-
heh... uczelnia mnie wykończy psychicznie - a raczej myśl, jak wielkie mam zaległości i jak mało czasu, by je nadrobić... zgroza...
z dietą różnie - bilans cały czas ujemny - tylko, że raz lepiej, raz gorzej :/
przez uczelnię nie mam nawet czasu tu za często zaglądać - mam nadzieję, że niedługo to się zmieni :/
no i że wreszcie się zrobi ciepło, bo tak bardzo chcę już iść na rowerek
-
Ech, ta uczelnia.....
To na studiach utyłam kolejne 9 kg....bo ciągle na uczelni, nie robiłam sobie żądnych zrowych kanapek, tylko kupowałam w uczelnianym bufecie buły z srem żółtym i majonezem, pączki, zapiekanki....szkoda gadać.
Teraz przesiaduje na niej mniej...i zaczełam zabierać ze sobą z domu zdrowe przegryzki.
-
Bes uczelnia teraz najważniejsza, a zaległości i tu kiedyś nadrobisz
-
Podpisuję się pod tym, co napisała ninka. Bez bierz się za to, co najważniejsze, forum poczeka.
-
chyba macie rację dziewczyny... szczególnie, że zostało ledwie 5 tygodni do sesji, a ja wciąż nie mam zaliczonej poprzedniej ;(
-
Oj Bes, trzymaj się z tą nauką, może chcesz takiego malutkiego wirtualnego kopniaka do nauki od nas - mnie by tez się przydał, jakaś zaraza z tą niemocą uczenia się zapanowała, już chyba w piątym pamiętniku to dziś czytam. Ja powinnam pisać pracę licencjacką, muszę mieć całą do bo ja wiem, może połowy maja, a mam niecałe 3 rozdziały . Tragedia poprostu .
Pozdrawiam i życzę miłej nauki ("miłej nauki" - to chyba jest klasyczny oksymoron? )
-
jak najbardziej - oksymoron ponad wszelkie oksymorony LOL (moja kumpela kiedyś wymyślała oksymorony co chwila - np. ładny Małysz LOL)

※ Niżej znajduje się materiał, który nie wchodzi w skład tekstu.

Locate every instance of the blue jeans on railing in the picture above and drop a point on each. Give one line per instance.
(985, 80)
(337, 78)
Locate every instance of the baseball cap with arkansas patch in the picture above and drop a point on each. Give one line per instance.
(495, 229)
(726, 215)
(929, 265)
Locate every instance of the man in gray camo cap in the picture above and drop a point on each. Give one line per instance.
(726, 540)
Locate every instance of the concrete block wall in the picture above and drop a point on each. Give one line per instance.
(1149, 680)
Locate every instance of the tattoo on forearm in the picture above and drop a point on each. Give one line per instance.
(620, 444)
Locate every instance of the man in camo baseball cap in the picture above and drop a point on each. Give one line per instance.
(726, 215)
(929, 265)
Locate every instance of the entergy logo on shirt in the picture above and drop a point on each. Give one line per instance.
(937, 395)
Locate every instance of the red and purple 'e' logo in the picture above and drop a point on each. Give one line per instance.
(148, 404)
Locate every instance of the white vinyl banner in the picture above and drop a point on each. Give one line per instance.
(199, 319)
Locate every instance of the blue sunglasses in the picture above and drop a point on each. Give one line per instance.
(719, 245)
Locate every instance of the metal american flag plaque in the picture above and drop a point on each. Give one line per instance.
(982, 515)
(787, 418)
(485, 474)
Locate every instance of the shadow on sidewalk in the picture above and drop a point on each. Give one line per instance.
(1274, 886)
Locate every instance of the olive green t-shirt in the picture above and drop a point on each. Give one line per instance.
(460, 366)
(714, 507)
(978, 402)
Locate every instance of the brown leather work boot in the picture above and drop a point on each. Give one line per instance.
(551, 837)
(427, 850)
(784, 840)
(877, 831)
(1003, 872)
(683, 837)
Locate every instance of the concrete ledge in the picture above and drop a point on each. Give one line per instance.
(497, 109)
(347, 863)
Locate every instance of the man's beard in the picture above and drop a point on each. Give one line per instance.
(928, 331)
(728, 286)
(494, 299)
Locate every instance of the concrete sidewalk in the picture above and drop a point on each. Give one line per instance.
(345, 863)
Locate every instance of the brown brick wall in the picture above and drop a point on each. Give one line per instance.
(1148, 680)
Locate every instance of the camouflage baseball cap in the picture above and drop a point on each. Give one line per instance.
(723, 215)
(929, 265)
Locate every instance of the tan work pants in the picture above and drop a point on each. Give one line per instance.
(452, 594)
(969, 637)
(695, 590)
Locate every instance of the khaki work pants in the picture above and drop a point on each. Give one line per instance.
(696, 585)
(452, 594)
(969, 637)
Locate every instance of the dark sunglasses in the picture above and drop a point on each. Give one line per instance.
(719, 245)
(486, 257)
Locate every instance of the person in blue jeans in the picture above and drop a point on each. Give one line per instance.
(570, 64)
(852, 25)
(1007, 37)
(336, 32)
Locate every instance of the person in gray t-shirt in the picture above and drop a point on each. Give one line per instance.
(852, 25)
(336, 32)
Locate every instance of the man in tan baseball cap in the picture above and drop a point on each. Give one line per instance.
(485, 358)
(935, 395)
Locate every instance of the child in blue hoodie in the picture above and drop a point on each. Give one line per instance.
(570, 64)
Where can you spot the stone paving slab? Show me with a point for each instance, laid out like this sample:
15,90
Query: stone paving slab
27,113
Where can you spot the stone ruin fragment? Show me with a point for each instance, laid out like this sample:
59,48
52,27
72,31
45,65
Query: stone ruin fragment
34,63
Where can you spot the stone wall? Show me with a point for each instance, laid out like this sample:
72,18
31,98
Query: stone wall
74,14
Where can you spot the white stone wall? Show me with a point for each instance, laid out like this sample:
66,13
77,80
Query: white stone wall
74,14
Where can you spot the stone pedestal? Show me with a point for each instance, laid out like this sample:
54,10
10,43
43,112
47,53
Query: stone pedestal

żeby się zupełnie wystawić na potępienie, napiszę, co dziś zjadłam. otóż było to:
1 pomarańcza (na które jestem uczulona i już ledwo rękami ruszam z powodu objawów uczulenia)
kawałek (bynajmniej nie najmniejszy) domowej pizzy
chyba z 5 kawałków babki makowej
nie ma co - idealny jadłospis
ale koniec tego dobrego - wyznaczyłam sobie konkretny cel - krótkofalowy - tak może będzie prościej
otóż ogłaszam wszem i wobec (LOL), że do 17 czerwca postaram się schudnąć do wagi 78kg (albo chociaż 79kg)
zostało mi więc prawie 8 tygodni na zgubienie 6-7kg --> myślę, że to ja najbardziej realny cel
zresztą... 17ego czerwca będzie nasza (moja i Tomka) pierwsza rocznica - i chciałabym się jakoś naprawdę dla niego wystroić :P
-
bes, powodzenia, ale pamietaj o tym postanowieniu przy okazji kolejnego kawalka domowej pizzy i daruj sobie!!! chcesz byc piekna czy nie dla Tomeczka?! noo
[/img]
-
Bes - plan realny i do wykonania!
Na pewno Ci sie uda... ale żegnamy (obie!!) ciacho (zjadłam w weekend 8 kawałków i jeszcze ptasie mleczko, czekoladę i budyń )!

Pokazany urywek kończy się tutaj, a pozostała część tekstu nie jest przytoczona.